Barber’s experts opined that he either fell or was dropped while in the exclusive care and custody of the hospital and that injuries as severe as his bilateral hip fractures could not occur under those conditions absent negligence on the part of Manatee. Further, Barber's experts asserted that if Barber had suffered a tonic-clonic seizure, the violent convulsions would have caused tachycardia and respiratory distress, he likely would have voided his bowels and bladder, and alarms would have been triggered to alert the hospital's staff as his vital signs were being constantly monitored in the ICU. The hospital's records for the period that Barber was unconscious in the ICU do not reveal any such changes in his vital signs or that any alarms were triggered. There is simply no evidence that Barber suffered an unwitnessed seizure violent enough to result in these injuries.
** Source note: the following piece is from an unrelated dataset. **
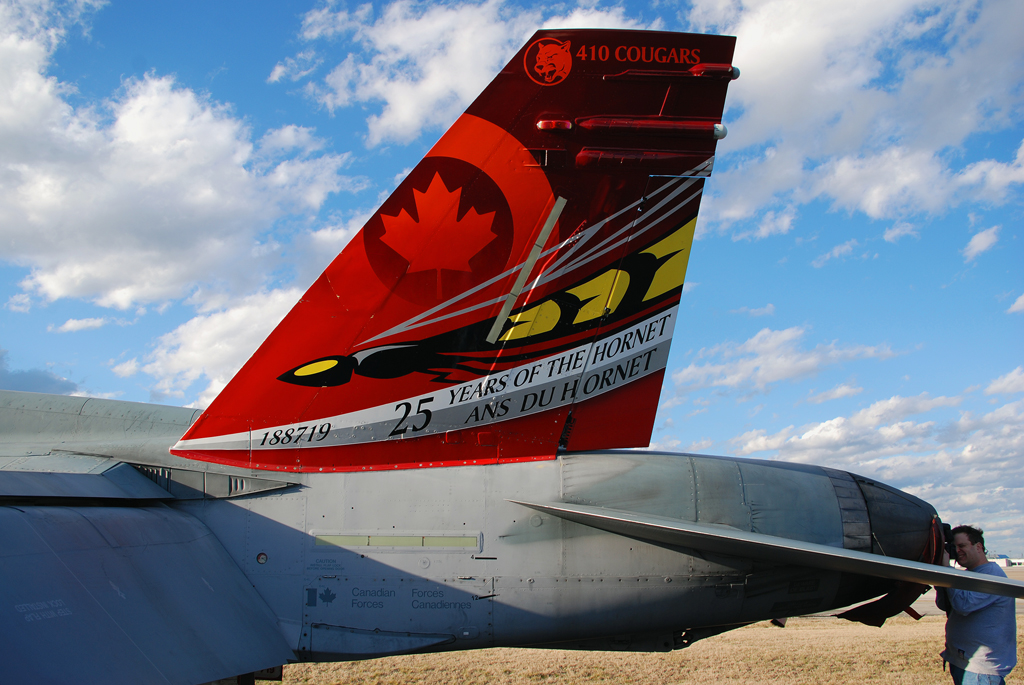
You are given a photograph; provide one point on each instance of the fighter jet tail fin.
(733, 542)
(517, 292)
The trial court erred in placing the burden upon Barber to prove direct evidence of Manatee Memorial's negligence. The lack of direct evidence of negligence is not fatal to Barber's case; it is what makes it a res ipsa loquitur case. Requiring Barber to introduce evidence that would prove negligence would be to require him to defeat his own res ipsa loquitur claim.

Because the record evidence establishes that Barber's hip fractures were unrelated to his treatment for a drug overdose, that Manatee was in exclusive control of the instrumentality that caused his fractures, and that his fractures would not ordinarily occur absent negligence, Barber is entitled to argue res ipsa loquitur to the jury and have the jury instructed on a res ipsa loquitur inference of negligence.

This inference creates a genuine dispute as to the material fact of whether Manatee breached a duty of care owed to Barber causing Barber's injuries. As such, summary judgment was improper.

Barber also argues on appeal that the trial court erred in granting Manatee's motion in limine to exclude evidence of its failure to investigate the cause of Barber's injuries once they were discovered. Because the trial court reserved ruling on whether Barber could base his negligence claim on res ipsa loquitur, its determination that evidence of Manatee's failure to investigate his injuries was irrelevant was an abuse of discretion. In order to argue res ipsa loquitur, Barber must be able to establish a lack of available evidence surrounding the events that led to his injuries. Standard jury instruction 402.4(e) asks the jury to consider whether ordinarily the incident or injury would not have happened without negligence. Manatee's failure to investigate the incident is therefore relevant. Additionally, the lack of investigation weakens Manatee's argument that Barber's injuries were the result of an undocumented violent tonic-clonic seizure and establishes the limited foundation for the hospital's expert witnesses’ opinions. And the trial court can appropriately instruct the jury that Manatee's failure to investigate should be considered only for the purposes of demonstrating a lack of evidence surrounding the cause of Barber's injuries and not as evidence of the hospital's negligence. REVERSED AND REMANDED.